Vayenas walked into the bathroom to find not Mei but my gun waiting for him, stuck under his nose. He was wearing a blue shirt, red tie and black woollen trousers. His hair was dyed black, raven black. He had very dark skin and a relatively small stomach for his age and size. His small brown eyes opened wide in surprise for a moment, but within a second were back to normal size.
“Who are you?” he asked us, commandingly, as though he was the one holding the gun. Perhaps when you are so used to being in charge, you don’t let go, not even to say “good evening”. You never relinquish control, not for a second. Without saying a word, I motioned to him to sit down on the toilet seat.
“Who are you?” he repeated, already showing signs of irritation at our insubordination.
“Bennie and Lennie,” said Drag.
“I know you,” replied Vayenas, clearly recognizing Drag from his TV press conferences.
“Yeah. I’m Bennie.”
“Sit down,” I said.
He took a surreptitious look outside the bathroom door.
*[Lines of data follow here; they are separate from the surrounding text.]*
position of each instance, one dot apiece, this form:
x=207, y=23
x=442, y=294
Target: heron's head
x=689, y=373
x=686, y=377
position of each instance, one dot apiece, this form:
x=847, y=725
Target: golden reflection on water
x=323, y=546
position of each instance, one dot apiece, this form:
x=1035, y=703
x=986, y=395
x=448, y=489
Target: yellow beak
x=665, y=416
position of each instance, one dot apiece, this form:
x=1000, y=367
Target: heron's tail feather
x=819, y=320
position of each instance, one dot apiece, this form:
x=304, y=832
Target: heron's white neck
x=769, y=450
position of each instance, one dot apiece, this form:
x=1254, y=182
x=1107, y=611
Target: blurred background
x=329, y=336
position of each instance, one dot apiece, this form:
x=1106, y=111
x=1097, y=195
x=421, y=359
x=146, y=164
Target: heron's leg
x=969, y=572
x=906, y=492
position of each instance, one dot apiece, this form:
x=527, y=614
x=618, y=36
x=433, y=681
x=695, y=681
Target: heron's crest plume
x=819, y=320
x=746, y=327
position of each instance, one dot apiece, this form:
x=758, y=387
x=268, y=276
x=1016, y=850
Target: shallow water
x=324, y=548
He was thinking of shouting for his bodyguards, but decided against it. He reckoned that the two doors between him and his men were two too many for them to be able to help him if we decided to kill him. He sat down. The bathroom was a bit of a squeeze for three, but better than the bedroom from where his minders could get wind of something much more easily and enter uninvited.
“We want to tell you a story. Feel free to chip in at any point, fill in some of the blanks,” said Drag.
“And if I don’t want to?”
“Oh, you will,” I said.
He smiled ironically and turned to Drag to avoid meeting my eyes.
“What story?”
“Eight years ago, a journalist working for your station, Themis Raptas, discovered that the Achelous River was experiencing the greatest environmental disaster Greece has ever seen. That thousands of people, children too, living in areas surrounding the river and close to factories were being poisoned on a daily basis.”
He made a face, declaring his ignorance.
“Oh, you understand all right,” said Drag.
“The disaster is on a par with a radioactive leak into the environment,” I said, joining in the conversation. That was the initial assessment made by the team of English scientists Themis had been in touch with after they had examined the evidence he sent them.
“Why should I care about all this?”
“You see, that’s just the problem. You don’t care. You don’t care about the environmental disaster or the people. Just as long as the factories are doing well. Because you’re the main shareholder of almost every single factory in the area and now you are building some more there.”
“You’re insane.” Vayenas answered with absolute confidence.
But we knew he was lying. Mimis, one of the six bright young things Drag had put on his team, had been a hacker in a previous life. When he was fifteen he would sit in his bedroom on the island of Samos and hack; he hacked into NASA, but the Americans got wise to this six months after the event. He was arrested, but escaped prison because of his age. When he was a bit older, he decided that he would rather be on the right side of the law than the wrong one. Mimis told Drag that the main shareholders of the industries along the banks of the Achelous were listed as offshore companies. But for someone who can get into NASA, finding the lists of shareholders is child’s play. All those labyrinthine journeys through ownership of companies led us to this immensely powerful man who was sitting on a toilet seat in front of us now.
“Insane,” he repeated for the sake of clarity.
“You haven’t seen me when I’m having one of my bad days,” replied Drag.
“Raptas discovered what was going on. But you found out that he had found out,” I said.
He continued to avoid meeting my eye. Perhaps Drag seemed more manageable, more familiar. Televisual. Surely two men from the world of television could come to an understanding?
“Raptas wasn’t like the protesting residents. You can cut them out, deny them airtime, block all media exposure. But Raptas would have brought it to light, on your channel or another, through the press, the networks, somewhere. He had the power to do that. So you decided to stop him. Is there anything you’d like to add up to this point?”